One need only consider Roger Alton and the pro-war pronouncements of the Observer, despite evidence that their journalists had in their possession that much of the anti-war claims were in fact totally correct. This is interference high above the level of that which Rupert Murdoch frequently resorts to, such as when preventing his own newspapers from running the same scurrilous stories about his Chinese wife as all the other tabloids ran when first those stories broke. It is much more dangerous too.

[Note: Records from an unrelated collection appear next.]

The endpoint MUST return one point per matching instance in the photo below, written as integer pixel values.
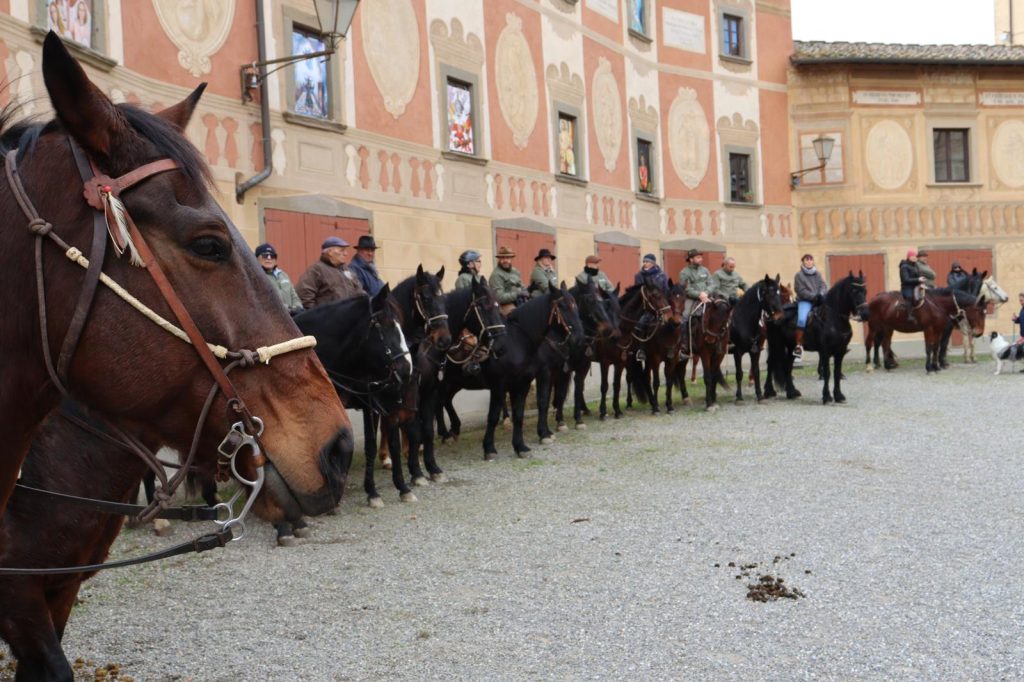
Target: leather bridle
(102, 194)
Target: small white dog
(1003, 350)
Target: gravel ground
(898, 515)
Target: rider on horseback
(810, 290)
(910, 280)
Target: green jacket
(465, 280)
(725, 285)
(927, 272)
(697, 280)
(543, 281)
(506, 285)
(601, 280)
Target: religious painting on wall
(460, 117)
(310, 93)
(71, 19)
(566, 144)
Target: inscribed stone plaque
(684, 31)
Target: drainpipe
(264, 111)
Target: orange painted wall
(416, 124)
(151, 52)
(676, 56)
(774, 157)
(621, 176)
(601, 24)
(502, 146)
(774, 46)
(669, 85)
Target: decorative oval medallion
(607, 114)
(890, 155)
(689, 138)
(391, 46)
(198, 29)
(1008, 153)
(516, 81)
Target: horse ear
(180, 114)
(86, 113)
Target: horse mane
(168, 140)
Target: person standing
(469, 270)
(364, 267)
(696, 278)
(506, 282)
(810, 289)
(267, 257)
(544, 279)
(329, 279)
(726, 281)
(592, 271)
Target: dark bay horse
(600, 323)
(360, 343)
(154, 182)
(828, 331)
(748, 333)
(938, 310)
(540, 335)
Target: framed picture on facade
(460, 117)
(310, 96)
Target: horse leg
(837, 391)
(518, 397)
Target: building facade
(929, 154)
(617, 126)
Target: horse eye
(210, 248)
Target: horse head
(199, 273)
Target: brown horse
(934, 313)
(72, 333)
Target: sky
(924, 22)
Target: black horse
(828, 331)
(747, 334)
(600, 323)
(360, 344)
(540, 335)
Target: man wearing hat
(469, 262)
(726, 282)
(696, 278)
(267, 257)
(909, 280)
(592, 271)
(329, 279)
(544, 279)
(651, 271)
(926, 269)
(506, 282)
(363, 265)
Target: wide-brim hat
(367, 242)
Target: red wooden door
(525, 245)
(620, 262)
(298, 237)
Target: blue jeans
(803, 308)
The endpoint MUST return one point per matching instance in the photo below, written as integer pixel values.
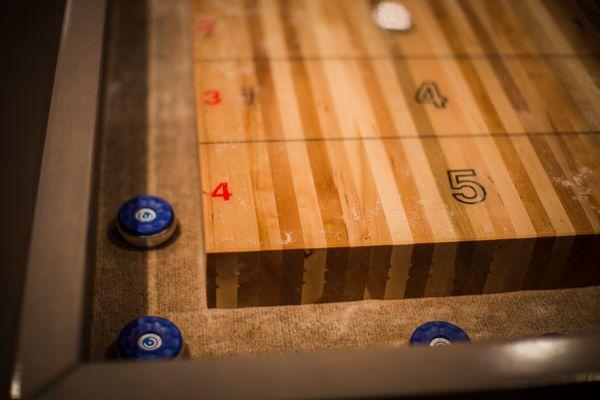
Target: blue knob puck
(438, 334)
(146, 221)
(149, 338)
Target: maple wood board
(341, 161)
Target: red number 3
(222, 191)
(212, 97)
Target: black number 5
(466, 191)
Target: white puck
(393, 16)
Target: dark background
(29, 41)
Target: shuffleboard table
(336, 184)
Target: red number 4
(222, 191)
(212, 97)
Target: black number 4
(466, 191)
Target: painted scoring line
(408, 137)
(457, 56)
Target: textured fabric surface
(148, 145)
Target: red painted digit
(212, 97)
(222, 191)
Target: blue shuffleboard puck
(438, 334)
(149, 338)
(146, 221)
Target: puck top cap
(393, 16)
(438, 334)
(149, 338)
(146, 215)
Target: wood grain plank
(346, 183)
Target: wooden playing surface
(341, 161)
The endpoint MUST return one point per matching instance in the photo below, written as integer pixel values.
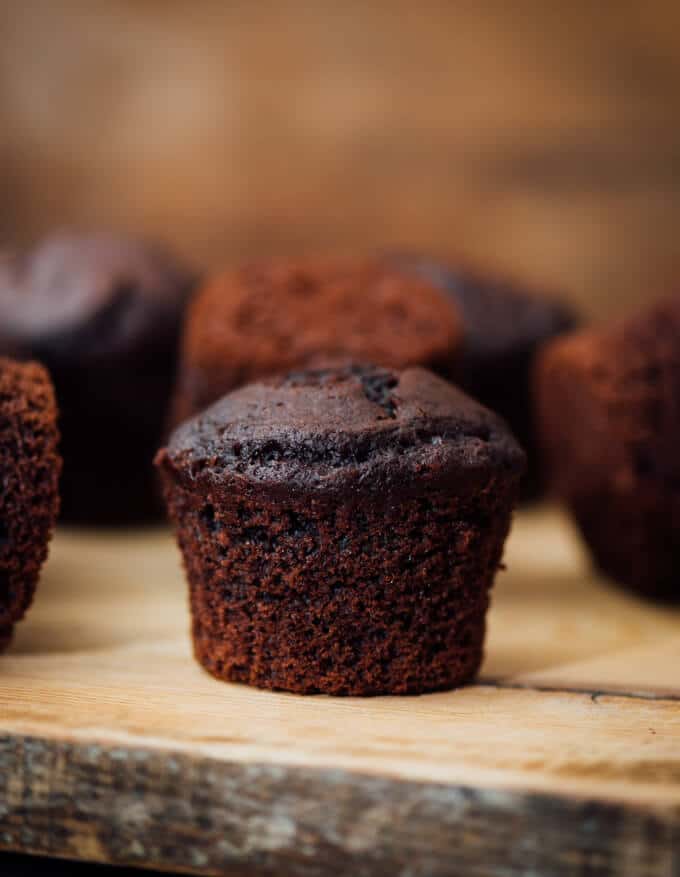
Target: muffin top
(500, 320)
(355, 427)
(89, 297)
(267, 318)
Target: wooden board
(565, 758)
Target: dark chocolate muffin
(608, 409)
(341, 530)
(104, 316)
(265, 319)
(29, 471)
(504, 326)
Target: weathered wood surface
(565, 758)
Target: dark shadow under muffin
(608, 410)
(341, 530)
(29, 471)
(104, 315)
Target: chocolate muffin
(608, 409)
(104, 315)
(264, 319)
(29, 471)
(341, 530)
(504, 326)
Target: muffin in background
(266, 318)
(608, 411)
(29, 472)
(103, 313)
(505, 325)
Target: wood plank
(115, 746)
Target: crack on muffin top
(313, 425)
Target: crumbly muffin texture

We may not have reached the level of the Cold War just yet – but for those seeking another cautionary tale, I recommend Frances Stonor Saunders’ book “Who Paid the Piper?” Saunders documents the war waged by the Western governments and their cultural elites against the spread of communist ideas, often via innocuous-sounding or even left-wing think-tanks and cultural groups, much funded by the CIA. The current level of ‘information management’ is not so all-pervasive but is much more adapted to the current institutional configurations of the press – and thereby may carry its own dangers.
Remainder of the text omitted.